Rosetta spaceship unveiled a massive crack on a comet which was captured constantly being re-shaped. The European craft has traced the evolution of this crack on the surface of the comet, documented the changes while orbiting around it for two years. Astronomers presented more details about these findings at the Lunar and Planetary Science Conference (LPSC).
- Rosetta spaceship orbited around Comet 67P/Churyumov-Gerasimenko for two years.
- During this time, the craft used its advanced camera to capture high-resolution photos.
- Thus, it managed to trace the evolution of the erosion process happening at the surface of the comet.
Rosetta entered the orbit of this comet in September 2014. The purpose of the spaceship was to give the comet a full name, calling it Comet 67P/Churyumov-Gerasimenko. This space mission helped scientists gather numerous images displaying the surface features of the comet and how they changed over time. Mohamed El-Maarry, the lead author of the study and a researcher at the University of Colorado, Boulder, claimed that this is the first time when astronomers got access to such a massive dataset of pictures.

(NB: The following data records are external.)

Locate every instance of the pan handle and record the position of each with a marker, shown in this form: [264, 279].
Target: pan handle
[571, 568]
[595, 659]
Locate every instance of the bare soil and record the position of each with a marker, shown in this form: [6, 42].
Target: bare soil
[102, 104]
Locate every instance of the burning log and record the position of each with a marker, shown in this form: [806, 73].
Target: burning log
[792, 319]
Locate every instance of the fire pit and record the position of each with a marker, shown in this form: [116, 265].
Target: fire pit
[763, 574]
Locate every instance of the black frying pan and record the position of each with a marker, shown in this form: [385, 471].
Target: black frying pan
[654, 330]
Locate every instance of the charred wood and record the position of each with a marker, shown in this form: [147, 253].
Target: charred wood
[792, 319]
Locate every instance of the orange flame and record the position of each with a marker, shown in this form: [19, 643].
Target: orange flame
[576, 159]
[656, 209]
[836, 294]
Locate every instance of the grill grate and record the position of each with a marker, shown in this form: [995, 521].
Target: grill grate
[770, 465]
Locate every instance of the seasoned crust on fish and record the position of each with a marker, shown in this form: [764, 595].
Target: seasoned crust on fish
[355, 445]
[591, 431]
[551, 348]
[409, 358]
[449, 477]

Nevertheless, they still have a long mission ahead to accomplish because they need to analyze the captures and established how the features of the surface altered in time as the comet traveled through the Solar System for two years. Cooling and heating processes which repeatedly affected the comet could have teased apart the materials at its surface, determining erosion.
Dr. El-Maarry and his colleagues have analyzed the captures and established that there occurred some cliff collapses at two different regions known as Seth and Ash. These downfalls appeared due to the existence of some fractures which were responsible for causing sections of material to crumble. In the Khonsu region of the comet, a huge rock was seen moving in a distance of 140m.

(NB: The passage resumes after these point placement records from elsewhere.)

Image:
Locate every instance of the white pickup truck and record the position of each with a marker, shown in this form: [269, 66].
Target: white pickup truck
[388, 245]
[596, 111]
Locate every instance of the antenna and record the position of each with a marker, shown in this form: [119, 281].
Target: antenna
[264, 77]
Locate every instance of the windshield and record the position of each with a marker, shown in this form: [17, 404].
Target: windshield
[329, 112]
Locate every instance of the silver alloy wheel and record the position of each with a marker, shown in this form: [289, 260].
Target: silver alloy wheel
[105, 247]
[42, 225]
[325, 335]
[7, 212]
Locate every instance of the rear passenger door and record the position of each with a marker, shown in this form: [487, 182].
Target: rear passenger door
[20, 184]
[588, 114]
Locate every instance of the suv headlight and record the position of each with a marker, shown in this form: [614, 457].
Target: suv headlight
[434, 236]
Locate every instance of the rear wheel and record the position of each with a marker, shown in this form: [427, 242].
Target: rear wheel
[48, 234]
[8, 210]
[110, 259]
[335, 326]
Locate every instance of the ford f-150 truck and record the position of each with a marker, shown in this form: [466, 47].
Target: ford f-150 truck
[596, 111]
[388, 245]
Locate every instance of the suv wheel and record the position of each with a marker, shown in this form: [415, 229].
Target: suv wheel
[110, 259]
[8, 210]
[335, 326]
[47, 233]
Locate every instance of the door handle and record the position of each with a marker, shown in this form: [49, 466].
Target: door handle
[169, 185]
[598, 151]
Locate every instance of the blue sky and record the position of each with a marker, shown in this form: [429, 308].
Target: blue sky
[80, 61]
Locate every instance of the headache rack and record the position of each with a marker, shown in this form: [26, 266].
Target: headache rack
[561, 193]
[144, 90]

This movement could have been triggered by the sloped surface erosion on which the boulder was located, determining it to roll. Nevertheless, scientists also think at the possibility that the massive rock could have been moved by a burst of gas and dust from within the celestial object. At another location of Comet 67P/Churyumov-Gerasimenko known as Anubis region, a very steep slope started retreating at a rate of 5.4m every day.
Astronomers suggested that most changes happened around perihelion when the comet was at the point closest to the sun. Thus, scientists inferred that the shifting patterns of sunlight exposure contributed to these changes.